Containing Sanders and keeping Jefferson in the pocket will be crucial if the Gamecocks want to leave Fayetteville with a win. The team is aware of this and is doing what it can in practice to prepare.
“In our indi drills we are using big dummies — big cylinder dummies — to try and work on our tackling,” Johnson said.
Keeping Jefferson still is easier said than done. The 6-foot-3, 242-pound quarterback led his team in rushing yards and finished 10th among all FBS quarterbacks in rushing yards last season with 664 yards.
“People just bounce off of him back there,” Beamer said.
Beamer said there is no perfect way to duplicate Jefferson’s size as a quarterback in practice. Instead, the team has been focused on the fundamentals.

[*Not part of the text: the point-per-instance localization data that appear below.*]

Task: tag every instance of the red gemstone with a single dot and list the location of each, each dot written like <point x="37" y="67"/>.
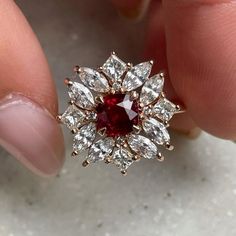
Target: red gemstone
<point x="117" y="114"/>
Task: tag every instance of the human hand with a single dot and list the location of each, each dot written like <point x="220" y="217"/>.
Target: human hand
<point x="196" y="60"/>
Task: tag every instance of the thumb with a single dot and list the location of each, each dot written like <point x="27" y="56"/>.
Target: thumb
<point x="28" y="101"/>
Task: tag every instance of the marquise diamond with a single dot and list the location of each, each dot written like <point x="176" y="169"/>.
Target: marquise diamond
<point x="114" y="68"/>
<point x="122" y="158"/>
<point x="164" y="109"/>
<point x="156" y="130"/>
<point x="93" y="80"/>
<point x="151" y="89"/>
<point x="85" y="137"/>
<point x="73" y="117"/>
<point x="101" y="149"/>
<point x="143" y="146"/>
<point x="81" y="95"/>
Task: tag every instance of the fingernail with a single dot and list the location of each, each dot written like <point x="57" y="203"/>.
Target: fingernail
<point x="134" y="11"/>
<point x="31" y="134"/>
<point x="191" y="134"/>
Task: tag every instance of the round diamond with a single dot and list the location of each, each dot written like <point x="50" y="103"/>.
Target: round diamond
<point x="117" y="114"/>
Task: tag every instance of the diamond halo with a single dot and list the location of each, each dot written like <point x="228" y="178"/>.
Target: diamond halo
<point x="118" y="113"/>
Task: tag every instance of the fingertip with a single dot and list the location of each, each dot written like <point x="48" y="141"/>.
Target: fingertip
<point x="31" y="134"/>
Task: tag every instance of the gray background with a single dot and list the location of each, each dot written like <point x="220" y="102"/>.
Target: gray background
<point x="192" y="193"/>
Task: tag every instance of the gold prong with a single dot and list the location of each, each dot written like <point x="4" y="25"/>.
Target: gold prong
<point x="99" y="69"/>
<point x="162" y="95"/>
<point x="160" y="157"/>
<point x="129" y="65"/>
<point x="134" y="95"/>
<point x="141" y="104"/>
<point x="74" y="131"/>
<point x="125" y="145"/>
<point x="113" y="91"/>
<point x="122" y="90"/>
<point x="179" y="109"/>
<point x="169" y="146"/>
<point x="74" y="153"/>
<point x="77" y="69"/>
<point x="162" y="74"/>
<point x="136" y="129"/>
<point x="85" y="163"/>
<point x="68" y="82"/>
<point x="102" y="131"/>
<point x="71" y="102"/>
<point x="108" y="160"/>
<point x="136" y="158"/>
<point x="166" y="123"/>
<point x="99" y="99"/>
<point x="142" y="115"/>
<point x="58" y="118"/>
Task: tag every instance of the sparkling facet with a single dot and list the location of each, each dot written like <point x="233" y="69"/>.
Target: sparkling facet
<point x="164" y="109"/>
<point x="114" y="68"/>
<point x="100" y="149"/>
<point x="122" y="158"/>
<point x="72" y="117"/>
<point x="156" y="130"/>
<point x="93" y="80"/>
<point x="85" y="137"/>
<point x="81" y="95"/>
<point x="151" y="89"/>
<point x="117" y="114"/>
<point x="136" y="76"/>
<point x="143" y="146"/>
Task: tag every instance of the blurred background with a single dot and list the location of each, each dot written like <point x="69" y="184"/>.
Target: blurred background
<point x="192" y="193"/>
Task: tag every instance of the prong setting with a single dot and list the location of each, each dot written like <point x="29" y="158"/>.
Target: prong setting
<point x="118" y="113"/>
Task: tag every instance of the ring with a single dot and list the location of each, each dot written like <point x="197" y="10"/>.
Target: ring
<point x="118" y="113"/>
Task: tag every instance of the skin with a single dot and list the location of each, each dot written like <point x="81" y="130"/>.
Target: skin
<point x="193" y="39"/>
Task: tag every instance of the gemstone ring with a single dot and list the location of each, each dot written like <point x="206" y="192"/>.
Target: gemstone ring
<point x="118" y="113"/>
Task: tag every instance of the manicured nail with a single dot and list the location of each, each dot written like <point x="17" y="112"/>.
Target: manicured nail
<point x="191" y="134"/>
<point x="134" y="11"/>
<point x="31" y="134"/>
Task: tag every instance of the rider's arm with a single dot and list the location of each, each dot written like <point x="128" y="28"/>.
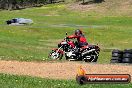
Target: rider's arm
<point x="72" y="36"/>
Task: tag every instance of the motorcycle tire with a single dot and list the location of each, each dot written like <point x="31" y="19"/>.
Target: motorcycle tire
<point x="117" y="55"/>
<point x="114" y="61"/>
<point x="117" y="51"/>
<point x="127" y="55"/>
<point x="55" y="56"/>
<point x="81" y="80"/>
<point x="92" y="59"/>
<point x="127" y="60"/>
<point x="117" y="58"/>
<point x="128" y="51"/>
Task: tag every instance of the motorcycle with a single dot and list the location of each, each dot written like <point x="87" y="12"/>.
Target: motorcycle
<point x="73" y="52"/>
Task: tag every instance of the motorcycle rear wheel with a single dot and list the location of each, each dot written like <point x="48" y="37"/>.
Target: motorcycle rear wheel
<point x="93" y="58"/>
<point x="55" y="55"/>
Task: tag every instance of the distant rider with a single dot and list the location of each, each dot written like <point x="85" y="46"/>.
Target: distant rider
<point x="81" y="40"/>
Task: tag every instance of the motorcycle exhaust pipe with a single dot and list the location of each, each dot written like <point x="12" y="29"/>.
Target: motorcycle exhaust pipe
<point x="88" y="51"/>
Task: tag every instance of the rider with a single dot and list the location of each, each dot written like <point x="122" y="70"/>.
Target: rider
<point x="80" y="38"/>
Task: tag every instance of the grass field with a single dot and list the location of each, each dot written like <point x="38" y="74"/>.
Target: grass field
<point x="12" y="81"/>
<point x="33" y="42"/>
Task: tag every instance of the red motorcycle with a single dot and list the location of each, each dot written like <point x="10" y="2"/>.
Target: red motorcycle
<point x="72" y="51"/>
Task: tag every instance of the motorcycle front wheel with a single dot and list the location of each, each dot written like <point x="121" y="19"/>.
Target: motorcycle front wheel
<point x="91" y="58"/>
<point x="55" y="55"/>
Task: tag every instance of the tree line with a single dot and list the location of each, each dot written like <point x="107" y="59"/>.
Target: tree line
<point x="20" y="4"/>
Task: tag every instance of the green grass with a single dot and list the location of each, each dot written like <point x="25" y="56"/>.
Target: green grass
<point x="12" y="81"/>
<point x="33" y="42"/>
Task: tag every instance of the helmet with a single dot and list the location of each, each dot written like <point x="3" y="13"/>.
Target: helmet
<point x="78" y="32"/>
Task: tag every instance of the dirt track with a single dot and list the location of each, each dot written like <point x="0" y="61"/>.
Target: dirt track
<point x="60" y="70"/>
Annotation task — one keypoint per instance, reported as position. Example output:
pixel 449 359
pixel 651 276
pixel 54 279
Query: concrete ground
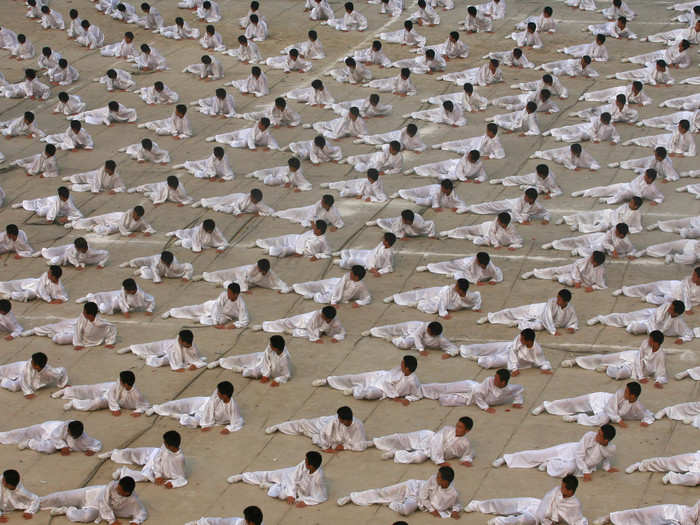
pixel 212 457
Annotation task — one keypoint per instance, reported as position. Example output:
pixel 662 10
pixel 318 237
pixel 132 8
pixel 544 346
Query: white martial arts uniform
pixel 23 376
pixel 604 407
pixel 204 412
pixel 270 364
pixel 412 335
pixel 310 325
pixel 247 277
pixel 513 355
pixel 112 395
pixel 292 482
pixel 197 239
pixel 647 320
pixel 96 503
pixel 578 457
pixel 464 393
pixel 68 254
pixel 412 495
pixel 34 288
pixel 335 290
pixel 156 463
pixel 308 244
pixel 49 437
pixel 552 508
pixel 167 352
pixel 380 259
pixel 327 432
pixel 77 332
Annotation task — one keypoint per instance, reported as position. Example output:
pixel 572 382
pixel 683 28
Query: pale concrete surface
pixel 213 457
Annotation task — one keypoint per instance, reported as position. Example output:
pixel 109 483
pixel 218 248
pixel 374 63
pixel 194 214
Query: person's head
pixel 345 416
pixel 530 195
pixel 54 273
pixel 208 225
pixel 357 273
pixel 328 313
pixel 90 310
pixel 167 258
pixel 185 338
pixel 313 461
pixel 461 287
pixel 408 365
pixel 252 515
pixel 255 195
pixel 464 425
pixel 137 213
pixel 563 298
pixel 527 337
pixel 677 308
pixel 39 361
pixel 445 476
pixel 569 485
pixel 277 344
pixel 650 175
pixel 503 219
pixel 126 486
pixel 75 429
pixel 632 391
pixel 388 239
pixel 656 339
pixel 225 391
pixel 319 227
pixel 233 290
pixel 434 328
pixel 10 479
pixel 620 100
pixel 621 230
pixel 635 202
pixel 597 258
pixel 327 201
pixel 172 440
pixel 127 379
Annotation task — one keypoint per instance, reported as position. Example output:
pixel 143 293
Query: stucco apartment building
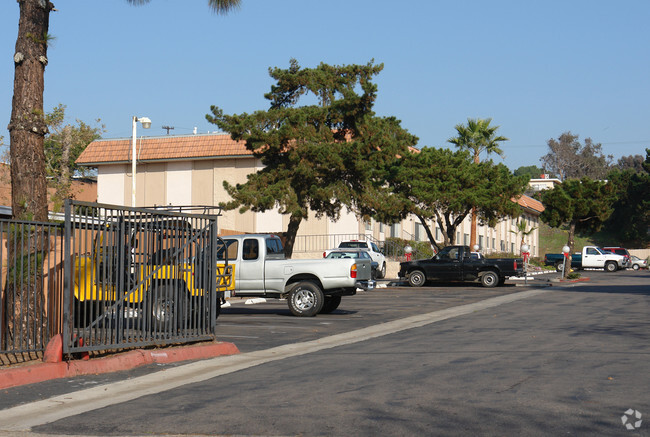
pixel 190 170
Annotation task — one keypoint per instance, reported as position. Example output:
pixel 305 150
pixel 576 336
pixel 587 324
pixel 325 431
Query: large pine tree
pixel 321 156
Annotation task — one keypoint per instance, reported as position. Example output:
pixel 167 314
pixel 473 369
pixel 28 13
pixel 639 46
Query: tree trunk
pixel 432 240
pixel 27 127
pixel 473 227
pixel 472 237
pixel 292 231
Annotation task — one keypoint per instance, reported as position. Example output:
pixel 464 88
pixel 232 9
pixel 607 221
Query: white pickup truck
pixel 590 257
pixel 311 286
pixel 376 254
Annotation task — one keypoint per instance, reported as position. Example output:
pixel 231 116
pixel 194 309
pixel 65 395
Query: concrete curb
pixel 39 372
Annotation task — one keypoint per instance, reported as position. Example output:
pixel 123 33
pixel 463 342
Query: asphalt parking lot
pixel 571 359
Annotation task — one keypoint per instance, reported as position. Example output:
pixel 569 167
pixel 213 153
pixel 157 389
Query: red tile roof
pixel 166 148
pixel 530 203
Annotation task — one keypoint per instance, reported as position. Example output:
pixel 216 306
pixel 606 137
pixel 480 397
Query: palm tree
pixel 27 127
pixel 477 136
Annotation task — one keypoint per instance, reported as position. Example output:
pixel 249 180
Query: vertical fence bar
pixel 68 239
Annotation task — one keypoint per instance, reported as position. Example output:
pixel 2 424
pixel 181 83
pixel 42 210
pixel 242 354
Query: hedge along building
pixel 190 170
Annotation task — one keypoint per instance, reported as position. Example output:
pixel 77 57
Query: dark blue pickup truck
pixel 456 264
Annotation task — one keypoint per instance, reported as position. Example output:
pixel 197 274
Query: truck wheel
pixel 305 299
pixel 165 309
pixel 610 266
pixel 331 303
pixel 489 279
pixel 417 278
pixel 381 273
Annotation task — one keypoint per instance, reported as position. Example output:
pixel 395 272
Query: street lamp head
pixel 146 122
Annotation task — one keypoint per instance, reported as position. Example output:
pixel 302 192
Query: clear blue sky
pixel 537 69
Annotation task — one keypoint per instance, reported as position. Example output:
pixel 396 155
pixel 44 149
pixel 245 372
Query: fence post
pixel 67 276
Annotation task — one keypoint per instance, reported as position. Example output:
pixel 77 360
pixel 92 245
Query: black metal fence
pixel 111 277
pixel 32 282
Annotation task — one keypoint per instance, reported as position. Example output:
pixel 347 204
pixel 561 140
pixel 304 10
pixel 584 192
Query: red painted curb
pixel 39 372
pixel 575 280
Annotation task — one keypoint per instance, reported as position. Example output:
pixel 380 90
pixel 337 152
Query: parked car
pixel 619 251
pixel 456 264
pixel 355 254
pixel 376 254
pixel 637 263
pixel 590 257
pixel 310 286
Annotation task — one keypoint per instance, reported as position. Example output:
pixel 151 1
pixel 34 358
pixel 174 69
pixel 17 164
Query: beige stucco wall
pixel 178 183
pixel 201 183
pixel 112 187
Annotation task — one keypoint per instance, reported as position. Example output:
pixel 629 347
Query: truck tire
pixel 381 273
pixel 417 278
pixel 489 279
pixel 305 299
pixel 331 303
pixel 165 309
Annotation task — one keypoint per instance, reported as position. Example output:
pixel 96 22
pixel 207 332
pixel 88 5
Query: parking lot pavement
pixel 567 360
pixel 269 324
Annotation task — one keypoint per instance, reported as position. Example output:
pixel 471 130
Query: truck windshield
pixel 353 245
pixel 448 253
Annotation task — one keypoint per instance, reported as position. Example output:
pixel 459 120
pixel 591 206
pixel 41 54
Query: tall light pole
pixel 146 124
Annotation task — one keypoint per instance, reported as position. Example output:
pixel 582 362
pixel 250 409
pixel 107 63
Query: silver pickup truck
pixel 311 286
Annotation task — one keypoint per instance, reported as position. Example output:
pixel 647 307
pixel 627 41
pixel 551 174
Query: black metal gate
pixel 139 276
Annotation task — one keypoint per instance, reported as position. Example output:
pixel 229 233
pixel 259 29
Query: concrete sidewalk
pixel 54 367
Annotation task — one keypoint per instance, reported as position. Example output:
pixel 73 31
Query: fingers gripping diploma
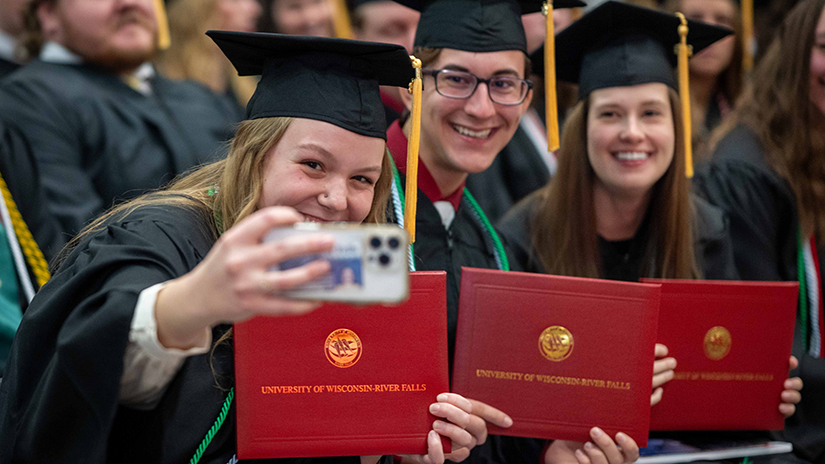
pixel 601 449
pixel 461 420
pixel 662 372
pixel 234 282
pixel 791 395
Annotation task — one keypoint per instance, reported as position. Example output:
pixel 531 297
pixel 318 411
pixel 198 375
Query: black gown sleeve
pixel 59 398
pixel 52 130
pixel 760 206
pixel 23 179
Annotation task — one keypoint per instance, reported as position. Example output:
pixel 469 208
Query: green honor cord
pixel 491 235
pixel 398 209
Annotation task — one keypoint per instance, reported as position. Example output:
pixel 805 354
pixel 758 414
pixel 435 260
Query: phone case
pixel 369 263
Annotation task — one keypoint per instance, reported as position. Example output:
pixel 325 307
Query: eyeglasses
pixel 504 90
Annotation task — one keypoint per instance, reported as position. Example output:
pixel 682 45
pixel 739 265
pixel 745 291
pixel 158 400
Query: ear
pixel 406 98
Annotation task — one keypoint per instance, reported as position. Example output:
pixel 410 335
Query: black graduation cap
pixel 618 45
pixel 476 25
pixel 331 80
pixel 621 45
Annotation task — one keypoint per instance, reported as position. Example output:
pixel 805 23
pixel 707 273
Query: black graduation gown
pixel 59 398
pixel 20 173
pixel 98 141
pixel 465 243
pixel 711 240
pixel 764 226
pixel 517 171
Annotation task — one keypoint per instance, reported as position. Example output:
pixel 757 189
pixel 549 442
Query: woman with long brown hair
pixel 620 206
pixel 768 172
pixel 114 360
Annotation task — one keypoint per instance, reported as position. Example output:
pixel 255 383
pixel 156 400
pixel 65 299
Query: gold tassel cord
pixel 683 52
pixel 164 37
pixel 341 20
pixel 550 104
pixel 34 256
pixel 747 35
pixel 411 191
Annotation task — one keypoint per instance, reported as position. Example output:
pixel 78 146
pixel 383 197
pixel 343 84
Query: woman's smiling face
pixel 630 137
pixel 325 172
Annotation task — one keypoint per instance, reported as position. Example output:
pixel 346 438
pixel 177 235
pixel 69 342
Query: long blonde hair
pixel 194 56
pixel 236 184
pixel 563 231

“We’d have to take one of our defensive ends and make him a quarterback,” Beamer said. “For us, it’s just emphasizing 11 hats to the ball, game tackling and getting people around him.”
Redshirt junior quarterback Spencer Rattler’s own mobility has helped the defense prepare for Jefferson. Despite being 2 inches shorter and 27 pounds lighter, Rattler and Jefferson have similar duel-threat playstyles.
“We face that every day in practice,” Kaba said. “We just going to game plan against it and we’re going to be ready for him.”
The Gamecocks and Razorbacks are set to kick off from Fayetteville Saturday at noon.